The bodies were lying on the ground face down. All of their hands were bound behind their backs.... The bullet wounds could not be made out on the backs but there was blood on the ground beneath the chests. I saw the bodies about four days after they had been killed. Their backs had not been blown up but the blood had obviously poured out of the chests and I understood that they had been killed by firing into the back because there was no visible wound on any other part of the bodies and they were lying in pools of blood that had poured out of their chests. They were tied together in groups of three using their turbans and scarves which had been wound together to make ropes. They were tied together one to the other, using their own turbans.... To tell you the truth we were so terrified and upset that we barely dared look at the ground. You could hardly stand there. 23

Soon after the workmen returned, word reached Naikpai that some of its people were among the dead. A group of residents went to inspect the gravesites, where they found shallow graves and recognized bits of clothing belonging to their missing relatives. They also found two more bodies at a short distance from the others; the two men had been shot and their bodies were left where they fell.

Since the massacre, the Robatak area has remained under Taliban control. Local human rights researchers visited the site at Hazara Mazari in November 2000 and photographed the remains that were visible from the surface. Some of those photographs are appended to this report.

The actual number of persons killed at Robatak may be much higher that the thirty-one that Human Rights Watch has been able to confirm. Other gravesites have been reported at different locations near the pass. However, the researchers believe that if there were bodies at these sites, they may have been disturbed or moved by Taliban authorities as no remains were visible from the surface.

The motive for the prisoners' killing remains unclear. The killings took place just after the Taliban and the United Front had negotiated an agreement on a prisoner exchange during a summit meeting in Jeddah, Saudi Arabia, held under the auspices of the Organization of the Islamic Conference.24 And during the same time period, United Front forces appear to have attacked and killed Taliban troops in ambushes along the road that runs through the Robatak pass.25

16 Human Rights Watch interviews with researchers who have visited the area, October-December 2000.

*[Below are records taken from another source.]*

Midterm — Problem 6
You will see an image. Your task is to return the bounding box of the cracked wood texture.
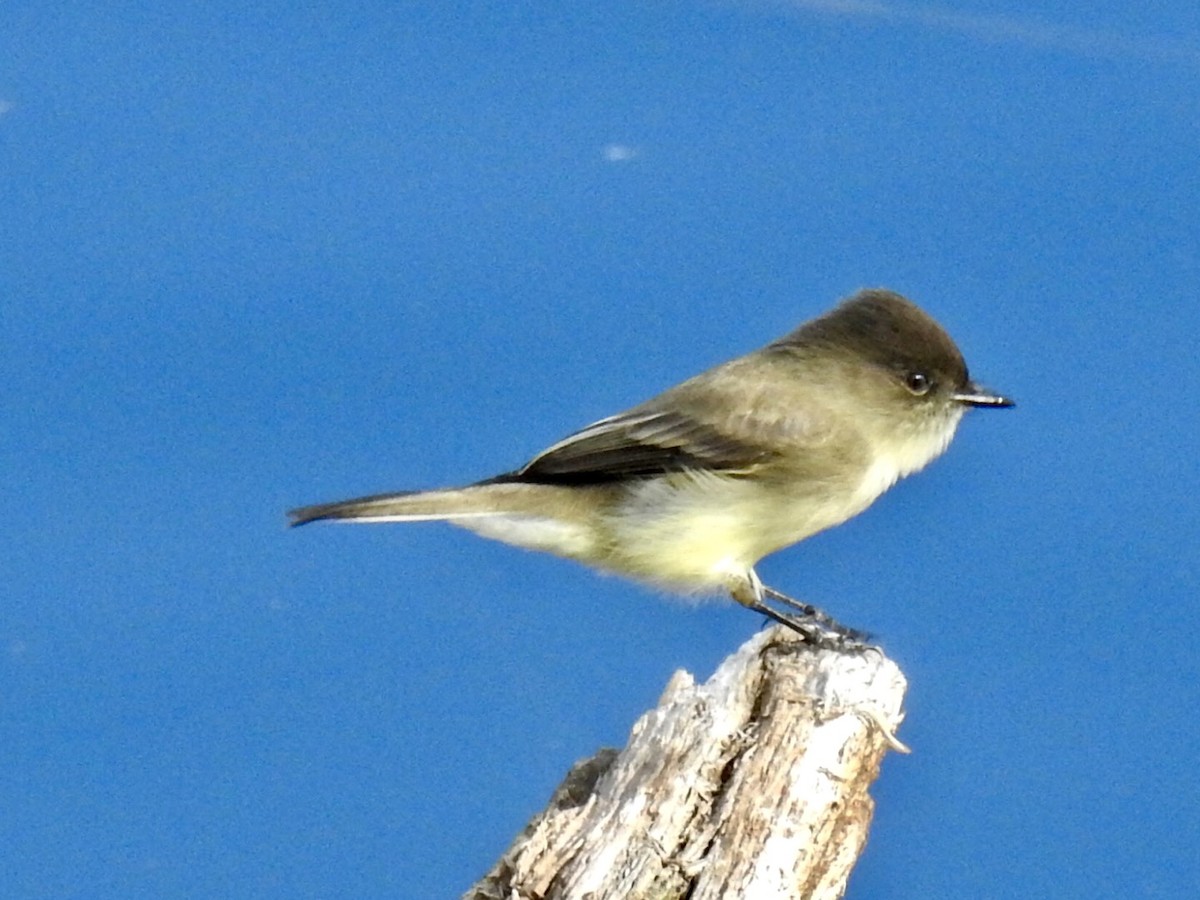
[464,626,908,900]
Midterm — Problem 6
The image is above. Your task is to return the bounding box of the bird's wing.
[499,359,836,485]
[506,408,774,483]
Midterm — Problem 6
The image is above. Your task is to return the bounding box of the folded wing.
[497,357,834,485]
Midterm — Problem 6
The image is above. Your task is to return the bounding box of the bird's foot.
[730,580,873,651]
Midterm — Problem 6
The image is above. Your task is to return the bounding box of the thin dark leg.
[760,587,872,643]
[730,594,869,650]
[741,595,830,645]
[727,571,872,650]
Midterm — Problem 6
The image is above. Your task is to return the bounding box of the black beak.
[952,384,1015,408]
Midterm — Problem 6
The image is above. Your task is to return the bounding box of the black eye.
[905,372,932,395]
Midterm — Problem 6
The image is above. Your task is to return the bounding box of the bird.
[289,288,1013,644]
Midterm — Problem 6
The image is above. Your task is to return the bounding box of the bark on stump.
[465,625,909,900]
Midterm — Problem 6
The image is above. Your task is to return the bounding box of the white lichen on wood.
[465,626,908,900]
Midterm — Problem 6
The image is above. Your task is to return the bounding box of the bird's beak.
[953,384,1015,408]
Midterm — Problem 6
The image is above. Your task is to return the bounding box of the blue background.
[4,3,1198,897]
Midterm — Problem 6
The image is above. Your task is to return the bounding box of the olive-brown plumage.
[291,288,1012,641]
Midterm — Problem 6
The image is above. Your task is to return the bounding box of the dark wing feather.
[485,352,842,486]
[497,408,777,485]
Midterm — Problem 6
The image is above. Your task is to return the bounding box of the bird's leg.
[728,572,872,649]
[760,586,871,643]
[732,587,831,645]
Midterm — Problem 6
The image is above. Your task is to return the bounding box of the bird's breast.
[600,469,869,591]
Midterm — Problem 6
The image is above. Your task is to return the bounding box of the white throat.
[858,407,965,503]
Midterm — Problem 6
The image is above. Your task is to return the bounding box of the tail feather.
[289,481,605,560]
[287,488,502,526]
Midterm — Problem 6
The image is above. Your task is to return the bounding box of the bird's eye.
[905,372,932,395]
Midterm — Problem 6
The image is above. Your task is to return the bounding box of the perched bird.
[290,289,1012,643]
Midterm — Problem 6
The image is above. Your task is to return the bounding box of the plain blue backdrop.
[3,3,1199,897]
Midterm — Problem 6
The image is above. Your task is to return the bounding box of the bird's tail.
[288,486,512,526]
[287,482,602,561]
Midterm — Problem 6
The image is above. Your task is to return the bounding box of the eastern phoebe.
[290,288,1013,644]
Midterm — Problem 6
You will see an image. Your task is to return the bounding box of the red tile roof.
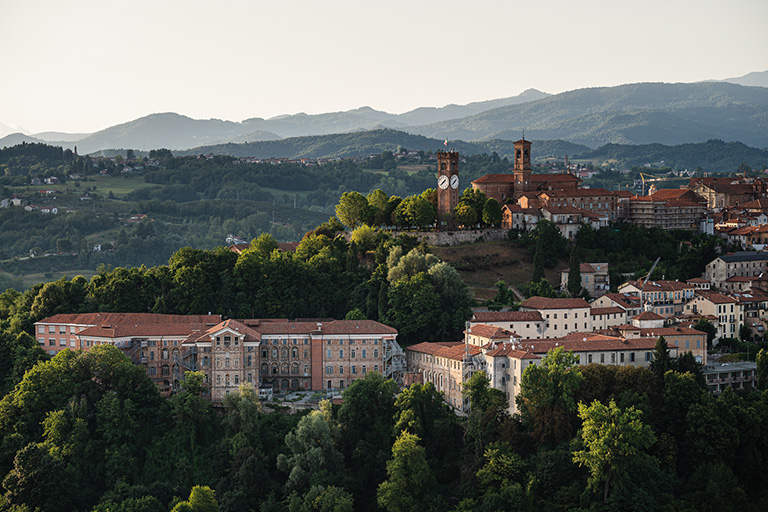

17 Such detentions have been common in areas of conflict in the north. Civilians have been detained for extended periods to deter others in the area from supporting the opposition.

18 The detainees also sent letters out in which they expressed their belief that they would be released soon. Interview with a family member of a detainee, Peshawar, Pakistan, January 2001.

19 Ibid.

20 Ibid.

21 Interview with a worker who assisted in the burial, Islamabad, Pakistan, December 2000.

22 It appeared that the captors had tried to manipulate Sahib Dad's limbs as if he were a marionette, either before or after he was executed. Interview with a worker who assisted in the burial, Islamabad, Pakistan, December 2000.

23 Ibid.

24 See "Afghanistan's warring parties agree to prisoner exchange at UN-attended talks," United Nations Department of Public Information (UNDPI), May 10, 2000. The International Committee of the Red Cross was to have overseen the exchange.

25 Interviews conducted in Baghlan and Samagan provinces, July 2000.